What Would No. 62 Be Worth to You?

Your mouth is bloody. A couple of your fingers are bent in three
directions. Your watch is gone. But you came out with it.

This is an article from the Sept. 7, 1998 issue Original Layout

Mark McGwire's 62nd.

Now people are pulling on you as if you're saltwater taffy. The
security goons want you to come with them--right now. Some guy in
an Italian double-breasted is offering you $500,000 for it, cash,
right now. Three TV hairsprays are trying to interview you, your
wife may or may not have fainted, and two unshavens have just
bum-rushed you, trying to swipe the ball.
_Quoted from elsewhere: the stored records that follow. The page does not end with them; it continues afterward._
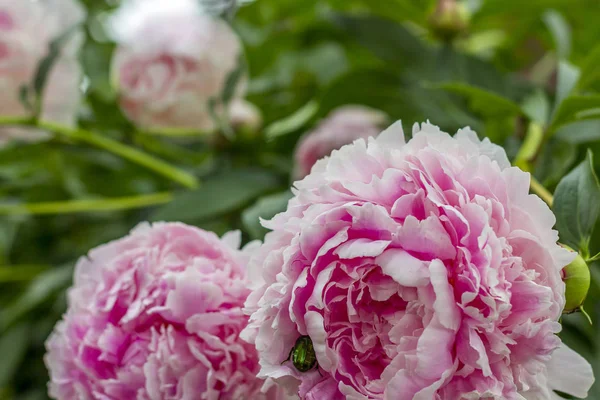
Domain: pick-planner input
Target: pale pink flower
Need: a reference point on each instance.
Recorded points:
(171, 60)
(343, 126)
(26, 29)
(420, 271)
(156, 315)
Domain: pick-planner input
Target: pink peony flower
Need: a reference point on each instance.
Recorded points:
(421, 271)
(26, 29)
(155, 316)
(172, 59)
(342, 126)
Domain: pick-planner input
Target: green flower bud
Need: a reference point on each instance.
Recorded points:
(449, 20)
(577, 280)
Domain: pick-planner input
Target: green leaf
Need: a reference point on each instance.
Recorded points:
(37, 292)
(482, 101)
(224, 193)
(554, 160)
(266, 208)
(536, 107)
(577, 205)
(568, 75)
(45, 66)
(15, 273)
(580, 132)
(293, 122)
(561, 32)
(576, 108)
(590, 72)
(13, 345)
(386, 39)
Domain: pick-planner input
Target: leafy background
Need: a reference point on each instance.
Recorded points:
(524, 74)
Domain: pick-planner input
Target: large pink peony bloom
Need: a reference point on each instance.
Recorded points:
(420, 271)
(343, 126)
(172, 59)
(156, 316)
(26, 29)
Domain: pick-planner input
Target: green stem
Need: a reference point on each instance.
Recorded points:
(541, 191)
(15, 273)
(77, 206)
(129, 153)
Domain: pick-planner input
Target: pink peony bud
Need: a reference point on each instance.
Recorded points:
(170, 62)
(414, 271)
(342, 126)
(26, 29)
(156, 315)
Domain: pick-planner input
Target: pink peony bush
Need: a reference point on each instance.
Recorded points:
(172, 59)
(420, 271)
(26, 29)
(156, 315)
(342, 126)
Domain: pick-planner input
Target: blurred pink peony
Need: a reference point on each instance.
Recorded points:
(172, 59)
(421, 271)
(156, 315)
(343, 126)
(26, 29)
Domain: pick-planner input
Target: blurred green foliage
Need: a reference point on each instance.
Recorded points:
(524, 74)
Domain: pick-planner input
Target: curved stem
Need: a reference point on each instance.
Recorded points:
(541, 191)
(129, 153)
(77, 206)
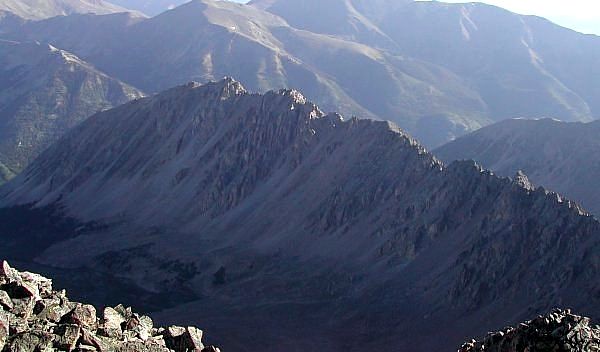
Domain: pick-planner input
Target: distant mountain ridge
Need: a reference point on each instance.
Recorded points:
(557, 155)
(436, 72)
(41, 9)
(149, 7)
(262, 205)
(47, 91)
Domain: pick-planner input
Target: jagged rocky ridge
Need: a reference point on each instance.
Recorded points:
(34, 317)
(262, 205)
(45, 91)
(559, 330)
(562, 156)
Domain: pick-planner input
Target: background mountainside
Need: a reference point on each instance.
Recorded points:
(46, 91)
(438, 70)
(149, 7)
(262, 207)
(520, 65)
(205, 40)
(40, 9)
(560, 156)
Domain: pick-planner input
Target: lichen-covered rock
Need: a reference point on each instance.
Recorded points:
(559, 331)
(35, 318)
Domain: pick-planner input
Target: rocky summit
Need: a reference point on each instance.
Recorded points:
(557, 331)
(34, 317)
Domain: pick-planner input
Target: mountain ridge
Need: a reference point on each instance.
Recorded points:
(554, 154)
(272, 203)
(36, 9)
(48, 91)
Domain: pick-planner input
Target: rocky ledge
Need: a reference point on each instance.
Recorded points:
(559, 331)
(34, 317)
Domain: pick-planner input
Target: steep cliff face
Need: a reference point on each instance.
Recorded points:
(45, 92)
(252, 200)
(557, 155)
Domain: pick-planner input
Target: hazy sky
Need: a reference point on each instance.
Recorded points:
(580, 15)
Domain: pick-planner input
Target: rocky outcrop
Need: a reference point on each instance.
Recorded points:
(45, 91)
(34, 317)
(558, 331)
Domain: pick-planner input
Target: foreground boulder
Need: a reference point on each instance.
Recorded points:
(559, 331)
(34, 317)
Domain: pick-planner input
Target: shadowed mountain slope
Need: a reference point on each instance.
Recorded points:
(40, 9)
(265, 208)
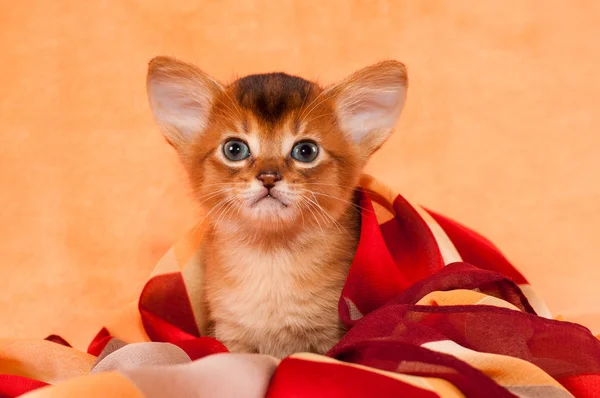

Panicked, you throw an elbow, spin 180 degrees and jailbreak it
up the aisle, out the exit and into the parking lot, where you
lock yourself in somebody's Winnebago. You need a second to
think. The Winnebago owner is threatening you with a grilled
kielbasa, and a very angry parade is right behind him. You're
staring blankly at the dashboard, onto which the owner has Super
Glued two five-inch action figures. One is Ty Cobb. The other is
Babe Ruth.

Suddenly they start to glow. And move. And speak!

"You gotta give the ball to McGwire, kid," says the little Ruth.
"It's the right thing to do."

You clean out your ears, rub your eyes and shake your head. That
was a nasty bump you took.

"Don't be a sucker!" pipes the little Cobb, hopping up and down.
"McGwire's not gonna give you any money for it! He said, and I
quote, 'If somebody's going to hold this ball hostage for a
dollar sign, you can take it home with you.' Easy for him to say,
huh? Makin' almost $10 million a year. I mean, if some fool paid
$500,000 for Eddie Murray's 500th, you'll get millions for this
baby!"

"This ain't about money!" roars Ruth, poking Cobb in his tiny
chest. "It's about morals! If McGwire hadn't hit it, that ball's
just a chunk of cowhide. He oughta have it. He'd give you all the
signed junk you want. Plus, you'd be his pal for life."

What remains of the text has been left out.